Search code examples
regexphpbbbbcode

RegEx expression needed for BBCode Tag


I'm converting my forum to phpBB and they use similar BBCode tag but one is different. To quote in the old forum, it was formatted like:

old: [quote=prattw]My text here.[/quote]

new: [quote="prattw"]My text here.[/quote]

I need a regex that will add the quotes around the username in the BBCode block. Many thanks!


Solution

  • Assuming that the only valid characters for usernames are those matched by \w, i.e. [a-zA-Z0-9_] (in Python), then you can replace \[quote=(\w+)\] by \[quote="\1"\].

    Caveats:

    • if your usernames are permitted to contain [] this may go horribly wrong.
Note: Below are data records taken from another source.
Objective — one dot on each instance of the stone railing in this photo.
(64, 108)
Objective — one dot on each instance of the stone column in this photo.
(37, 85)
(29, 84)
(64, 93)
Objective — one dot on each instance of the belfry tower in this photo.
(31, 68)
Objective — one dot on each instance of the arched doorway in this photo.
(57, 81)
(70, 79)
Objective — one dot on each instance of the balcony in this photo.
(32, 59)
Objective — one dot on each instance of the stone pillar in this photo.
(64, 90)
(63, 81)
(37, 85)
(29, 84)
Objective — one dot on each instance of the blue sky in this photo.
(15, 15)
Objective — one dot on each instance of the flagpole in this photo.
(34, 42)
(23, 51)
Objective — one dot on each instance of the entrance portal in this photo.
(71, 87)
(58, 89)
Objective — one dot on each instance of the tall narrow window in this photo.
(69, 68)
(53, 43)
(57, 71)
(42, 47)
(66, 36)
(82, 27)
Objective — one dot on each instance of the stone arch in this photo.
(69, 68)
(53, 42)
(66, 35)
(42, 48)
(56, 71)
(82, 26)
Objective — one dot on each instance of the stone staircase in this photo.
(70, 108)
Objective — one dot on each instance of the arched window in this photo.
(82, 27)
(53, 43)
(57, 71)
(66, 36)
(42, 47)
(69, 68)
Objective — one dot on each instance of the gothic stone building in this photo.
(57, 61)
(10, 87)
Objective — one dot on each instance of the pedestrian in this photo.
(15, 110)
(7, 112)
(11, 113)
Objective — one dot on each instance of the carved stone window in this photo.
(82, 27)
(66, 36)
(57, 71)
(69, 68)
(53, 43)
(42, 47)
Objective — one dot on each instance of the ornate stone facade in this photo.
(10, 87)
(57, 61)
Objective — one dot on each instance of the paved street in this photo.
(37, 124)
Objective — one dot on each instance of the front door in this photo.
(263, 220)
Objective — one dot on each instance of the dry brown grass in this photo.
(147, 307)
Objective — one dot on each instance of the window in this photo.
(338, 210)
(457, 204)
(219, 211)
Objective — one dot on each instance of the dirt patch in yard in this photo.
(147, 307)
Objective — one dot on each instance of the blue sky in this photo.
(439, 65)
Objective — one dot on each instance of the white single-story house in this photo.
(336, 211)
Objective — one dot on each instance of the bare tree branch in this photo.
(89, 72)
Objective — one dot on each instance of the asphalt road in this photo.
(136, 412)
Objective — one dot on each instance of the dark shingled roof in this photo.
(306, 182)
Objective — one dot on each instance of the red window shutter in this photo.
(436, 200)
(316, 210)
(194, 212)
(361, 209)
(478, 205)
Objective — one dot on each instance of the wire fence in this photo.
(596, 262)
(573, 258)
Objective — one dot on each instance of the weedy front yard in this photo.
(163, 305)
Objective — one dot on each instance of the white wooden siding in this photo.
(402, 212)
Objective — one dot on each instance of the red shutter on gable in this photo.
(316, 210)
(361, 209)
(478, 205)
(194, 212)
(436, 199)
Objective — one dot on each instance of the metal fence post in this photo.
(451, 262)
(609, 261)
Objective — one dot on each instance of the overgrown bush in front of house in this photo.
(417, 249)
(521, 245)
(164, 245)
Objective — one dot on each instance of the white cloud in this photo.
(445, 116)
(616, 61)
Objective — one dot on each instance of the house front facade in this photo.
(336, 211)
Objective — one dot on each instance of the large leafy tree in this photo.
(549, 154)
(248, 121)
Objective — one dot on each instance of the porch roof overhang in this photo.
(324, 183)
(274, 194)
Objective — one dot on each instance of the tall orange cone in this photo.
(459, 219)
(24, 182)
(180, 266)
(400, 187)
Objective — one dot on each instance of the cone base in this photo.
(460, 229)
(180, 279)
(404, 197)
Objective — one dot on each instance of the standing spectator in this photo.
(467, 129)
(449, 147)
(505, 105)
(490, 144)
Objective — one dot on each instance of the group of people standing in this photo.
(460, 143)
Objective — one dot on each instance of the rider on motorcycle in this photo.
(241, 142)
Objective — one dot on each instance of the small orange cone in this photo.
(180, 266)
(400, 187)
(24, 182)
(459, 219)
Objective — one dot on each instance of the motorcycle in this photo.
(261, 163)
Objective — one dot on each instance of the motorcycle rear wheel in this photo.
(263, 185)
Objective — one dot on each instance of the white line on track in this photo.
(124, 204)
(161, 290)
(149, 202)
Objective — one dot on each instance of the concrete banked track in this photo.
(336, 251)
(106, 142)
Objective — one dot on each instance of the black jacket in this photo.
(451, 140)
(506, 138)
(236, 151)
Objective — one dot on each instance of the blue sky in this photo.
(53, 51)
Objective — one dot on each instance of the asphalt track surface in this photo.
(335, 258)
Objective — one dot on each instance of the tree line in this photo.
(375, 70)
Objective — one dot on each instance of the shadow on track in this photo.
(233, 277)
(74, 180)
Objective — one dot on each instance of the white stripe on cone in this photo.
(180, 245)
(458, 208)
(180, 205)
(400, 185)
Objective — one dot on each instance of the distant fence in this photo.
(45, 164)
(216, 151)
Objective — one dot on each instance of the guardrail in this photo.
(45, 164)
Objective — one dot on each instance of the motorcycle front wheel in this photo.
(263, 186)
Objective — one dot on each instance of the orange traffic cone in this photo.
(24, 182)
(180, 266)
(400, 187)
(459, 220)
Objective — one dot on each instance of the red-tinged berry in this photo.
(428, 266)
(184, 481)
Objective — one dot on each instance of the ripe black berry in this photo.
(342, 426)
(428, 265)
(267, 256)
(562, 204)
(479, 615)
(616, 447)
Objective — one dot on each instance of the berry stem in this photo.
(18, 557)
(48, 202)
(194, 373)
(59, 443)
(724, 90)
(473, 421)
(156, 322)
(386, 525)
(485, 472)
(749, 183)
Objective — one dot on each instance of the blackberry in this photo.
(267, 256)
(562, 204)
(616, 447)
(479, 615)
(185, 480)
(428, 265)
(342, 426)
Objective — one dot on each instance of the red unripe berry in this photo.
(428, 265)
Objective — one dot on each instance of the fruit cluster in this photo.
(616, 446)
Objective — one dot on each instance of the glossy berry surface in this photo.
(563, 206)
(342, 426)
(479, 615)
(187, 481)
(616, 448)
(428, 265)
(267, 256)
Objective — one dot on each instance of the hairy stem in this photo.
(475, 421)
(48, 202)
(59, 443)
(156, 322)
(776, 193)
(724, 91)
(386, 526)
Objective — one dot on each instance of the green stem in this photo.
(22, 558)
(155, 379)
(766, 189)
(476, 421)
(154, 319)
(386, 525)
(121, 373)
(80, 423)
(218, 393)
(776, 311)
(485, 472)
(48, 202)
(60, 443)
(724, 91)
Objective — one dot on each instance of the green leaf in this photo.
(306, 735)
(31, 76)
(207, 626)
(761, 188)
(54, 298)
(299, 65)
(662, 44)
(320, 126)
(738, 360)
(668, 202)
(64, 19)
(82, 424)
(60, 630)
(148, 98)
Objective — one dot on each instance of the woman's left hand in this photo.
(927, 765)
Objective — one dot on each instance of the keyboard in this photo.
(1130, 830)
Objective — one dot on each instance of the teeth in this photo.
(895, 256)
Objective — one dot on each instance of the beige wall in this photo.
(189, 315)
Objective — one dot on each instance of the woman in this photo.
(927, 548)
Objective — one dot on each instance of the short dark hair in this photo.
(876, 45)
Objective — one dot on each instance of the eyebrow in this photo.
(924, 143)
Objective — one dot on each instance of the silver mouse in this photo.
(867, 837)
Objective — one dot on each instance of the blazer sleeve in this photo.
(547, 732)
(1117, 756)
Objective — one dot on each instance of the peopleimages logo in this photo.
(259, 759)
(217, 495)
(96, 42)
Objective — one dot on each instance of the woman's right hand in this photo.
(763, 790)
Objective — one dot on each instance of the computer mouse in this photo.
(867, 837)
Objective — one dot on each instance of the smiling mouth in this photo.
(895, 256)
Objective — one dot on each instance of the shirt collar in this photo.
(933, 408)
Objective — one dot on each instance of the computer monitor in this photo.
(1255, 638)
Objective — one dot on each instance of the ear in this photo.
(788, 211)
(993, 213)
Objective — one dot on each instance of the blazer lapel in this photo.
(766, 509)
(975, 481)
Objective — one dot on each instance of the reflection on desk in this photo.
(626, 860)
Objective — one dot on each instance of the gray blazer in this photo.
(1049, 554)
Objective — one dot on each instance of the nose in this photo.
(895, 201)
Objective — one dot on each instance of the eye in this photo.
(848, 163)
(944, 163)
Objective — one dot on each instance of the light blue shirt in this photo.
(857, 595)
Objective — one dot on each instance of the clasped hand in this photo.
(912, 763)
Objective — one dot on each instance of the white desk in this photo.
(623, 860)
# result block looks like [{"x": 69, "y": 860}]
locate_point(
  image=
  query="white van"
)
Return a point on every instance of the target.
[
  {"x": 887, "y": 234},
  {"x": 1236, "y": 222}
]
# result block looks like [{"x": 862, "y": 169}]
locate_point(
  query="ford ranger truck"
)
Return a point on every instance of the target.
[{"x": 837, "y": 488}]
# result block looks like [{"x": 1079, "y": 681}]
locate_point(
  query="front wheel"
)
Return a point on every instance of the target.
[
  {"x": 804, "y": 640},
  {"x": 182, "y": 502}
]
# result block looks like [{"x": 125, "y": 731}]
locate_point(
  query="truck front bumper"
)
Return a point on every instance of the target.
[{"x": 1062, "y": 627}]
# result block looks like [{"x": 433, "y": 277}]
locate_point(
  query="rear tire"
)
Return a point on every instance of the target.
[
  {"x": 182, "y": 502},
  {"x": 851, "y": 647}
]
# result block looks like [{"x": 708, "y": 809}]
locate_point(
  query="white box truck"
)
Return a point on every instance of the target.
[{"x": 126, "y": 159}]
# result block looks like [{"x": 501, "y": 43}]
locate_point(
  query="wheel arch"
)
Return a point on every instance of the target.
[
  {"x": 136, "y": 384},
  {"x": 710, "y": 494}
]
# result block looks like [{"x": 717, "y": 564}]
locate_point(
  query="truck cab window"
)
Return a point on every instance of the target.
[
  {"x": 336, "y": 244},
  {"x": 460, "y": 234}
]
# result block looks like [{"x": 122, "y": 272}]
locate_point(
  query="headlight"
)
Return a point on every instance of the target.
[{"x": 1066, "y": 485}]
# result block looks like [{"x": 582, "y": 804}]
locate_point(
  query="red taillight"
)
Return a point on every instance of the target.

      • You might be tempted to try a non-greedy any-character match like \[quote=(.+?)\], but for [quote=Clan[FROZEN] Supahkillah] this would give the match Clan[Froze.
      • The greedy version is even worse. \[quote=(.+)\] would match too much of [quote=Alice][quote=Bob].

      Remember that regexps aren't good at handling nested structures. You may want to use a parsing approach instead of a regular expression approach. (For HTML, this would be "use an XML parser" - for this example it will be "use a bbCode parser".)

    • At least in Python, the meaning of \w is locale-dependent. So for Russians, \w would match things like Главное в новостях too.

    I still think you're trying to reinvent the wheel. Chances are that a script exists to automatically convert your old forum format to phpBB - you just have to look for it.